EU cheese on the chopping block
On Wednesday, China's commerce ministry (MofCom) launched an anti-subsidy investigation into a targeted list of EU dairy products.
The details: MofCom will investigate whether 13 country-specific and seven EU-wide dairy subsidy schemes have unfairly distorted trade.
- The probe targets fresh and processed cheeses and unsweetened, un-concentrated milk and cream products with a fat content of 10% or higher.
- France, Italy, Denmark, and the Netherlands are the largest exporters of these product categories (Politico).
This probe is hardly a surprise: State media hinted in May that EU dairy could be a target for an anti-subsidy investigation.
Our take: The probe is part of a growing tit-for-tat trade spate between Beijing and Brussels.
- The EU has launched a series of investigations into Chinese companies, industries, and procurement processes.
- Meanwhile, this is China's third major trade probe into the EU's agri-food industry this year, following anti-dumping investigations into EU brandy and pork.
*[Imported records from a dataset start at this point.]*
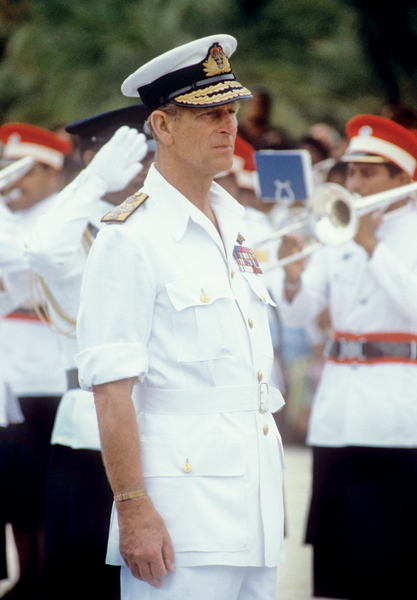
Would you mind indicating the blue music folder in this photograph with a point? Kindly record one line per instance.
(285, 176)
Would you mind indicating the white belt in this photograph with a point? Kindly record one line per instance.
(209, 400)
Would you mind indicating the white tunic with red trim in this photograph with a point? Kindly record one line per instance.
(29, 350)
(375, 403)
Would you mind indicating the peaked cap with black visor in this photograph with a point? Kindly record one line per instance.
(195, 75)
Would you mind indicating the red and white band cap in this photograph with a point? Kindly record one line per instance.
(376, 139)
(22, 139)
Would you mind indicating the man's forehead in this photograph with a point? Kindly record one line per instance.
(219, 108)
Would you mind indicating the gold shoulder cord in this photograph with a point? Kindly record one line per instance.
(40, 293)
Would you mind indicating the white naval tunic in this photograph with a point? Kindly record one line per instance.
(28, 348)
(359, 404)
(163, 300)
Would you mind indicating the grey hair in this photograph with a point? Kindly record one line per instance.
(173, 110)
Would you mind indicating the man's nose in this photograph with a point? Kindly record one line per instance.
(229, 124)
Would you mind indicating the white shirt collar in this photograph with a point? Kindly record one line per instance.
(177, 210)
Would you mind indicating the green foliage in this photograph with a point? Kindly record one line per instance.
(63, 60)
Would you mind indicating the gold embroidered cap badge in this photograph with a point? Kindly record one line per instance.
(216, 62)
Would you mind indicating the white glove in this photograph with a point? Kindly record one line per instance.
(117, 162)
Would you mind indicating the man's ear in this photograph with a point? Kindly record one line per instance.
(161, 125)
(88, 156)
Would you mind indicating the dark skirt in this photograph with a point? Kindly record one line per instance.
(78, 508)
(363, 522)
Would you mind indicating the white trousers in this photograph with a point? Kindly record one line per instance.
(205, 583)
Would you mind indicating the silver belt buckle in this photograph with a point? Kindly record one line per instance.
(261, 402)
(351, 349)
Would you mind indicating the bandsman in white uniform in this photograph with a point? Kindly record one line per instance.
(29, 351)
(173, 313)
(78, 496)
(363, 425)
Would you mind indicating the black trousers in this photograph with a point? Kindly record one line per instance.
(77, 519)
(363, 523)
(24, 457)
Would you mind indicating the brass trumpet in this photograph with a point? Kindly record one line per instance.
(332, 215)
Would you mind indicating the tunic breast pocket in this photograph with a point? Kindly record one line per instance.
(205, 319)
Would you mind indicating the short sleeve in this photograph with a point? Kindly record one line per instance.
(116, 307)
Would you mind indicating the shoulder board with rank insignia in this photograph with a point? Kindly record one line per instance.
(122, 212)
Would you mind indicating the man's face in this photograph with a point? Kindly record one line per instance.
(39, 183)
(204, 138)
(370, 178)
The investigation was also announced less than a day after the EU released a key update in its anti-subsidy probe into Chinese-manufactured electric vehicles (Reuters).
The upshot: If MofCom finds a pattern of subsidy-induced dairy market distortions, it could launch investigations into other dairy products, with much wider impacts.
Get smart: Beijing doesn't want to spark a trade war with the EU – it's still avoiding targets that could spark industry-wide upheaval.
- But that may change if the EU finalizes its decision to put punitive tariffs on Chinese NEVs.